The GATK tool that performs hard-filtering is GATK VariantFiltration
(docs). The two main options are --filter-name
and --filter-expression
, which allow you to set a particular threshold for an annotation. For example, the code below filters out variants which have a sequencing depth lower than 10 (DP < 100
):
gatk --java-options "-Xmx7g" VariantFiltration \
-R reference.fasta \
-V variants.vcf.gz \
-O variants.filter.vcf.gz \
--filter-name "DP100" \
--filter-expression "DP < 100"
Running the above will create a VCF file where the filter
column is said to PASS
or not depending on the filters that were applied. In order to actually remove the suspected bad variants from the file, we still need to run the following:
gatk/gatk SelectVariants \
-R reference.fasta \
-V variants.filter.vcf.gz \
--exclude-filtered \
-O variants.filter.pass.vcf.gz
# or equivalently
bcftools view -f 'PASS' -O vcf -o variants.filter.pass.vcf variants.filter.vcf
The filtering steps should ideally be performed separately for both SNPs and indels. You can split your VCF file via:
# create SNPs-only subset
gatk SelectVariants \
-V cohort.vcf.gz \
-select-type SNP \
-O snps.vcf.gz
# create indels-only subset
gatk SelectVariants \
-V cohort.vcf.gz \
-select-type INDEL \
-O indels.vcf.gz
--select-type mixed
After filtering, they can be merged back together.

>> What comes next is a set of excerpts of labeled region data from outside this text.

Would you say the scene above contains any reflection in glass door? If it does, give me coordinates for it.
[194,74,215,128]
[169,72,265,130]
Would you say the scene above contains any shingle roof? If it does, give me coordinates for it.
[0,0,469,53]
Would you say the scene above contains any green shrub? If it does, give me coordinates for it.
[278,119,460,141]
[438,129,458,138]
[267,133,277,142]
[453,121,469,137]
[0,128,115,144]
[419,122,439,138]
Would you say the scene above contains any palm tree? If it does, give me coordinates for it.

See here (section 2) for more info on the --select-type
flag.
- For hard-filtering AmpliSeq data, you can explore the P. falciparum AmpliSeq Peru pipeline.
Further reading:
- Overview of annotations to filter on: https://gatk.broadinstitute.org/hc/en-us/articles/360035890471-Hard-filtering-germline-short-variants
- Hands-on GATK filtering approaches: https://gatk.broadinstitute.org/hc/en-us/articles/360035531112–How-to-Filter-variants-either-with-VQSR-or-by-hard-filtering
- https://www.melbournebioinformatics.org.au/tutorials/tutorials/variant_calling_gatk1/variant_calling_gatk1/#section-4-filter-and-prepare-analysis-ready-variants
- https://speciationgenomics.github.io/filtering_vcfs/
- https://sib-swiss.github.io/NGS-variants-training/2021.9/day2/filtering_evaluation/
- https://qcb.ucla.edu/wp-content/uploads/sites/14/2016/03/IntroductiontoVariantCallsetEvaluationandFilteringTutorialAppendix-LA2016.pdf
- https://app.terra.bio/#workspaces/help-gatk/GATKTutorials-Germline
15.8 Annotation of variants
The final step in our pipeline is to annotate variants. For this, a tool like snpEff can be used. You can see it being used in the AmpliSeq pipeline here.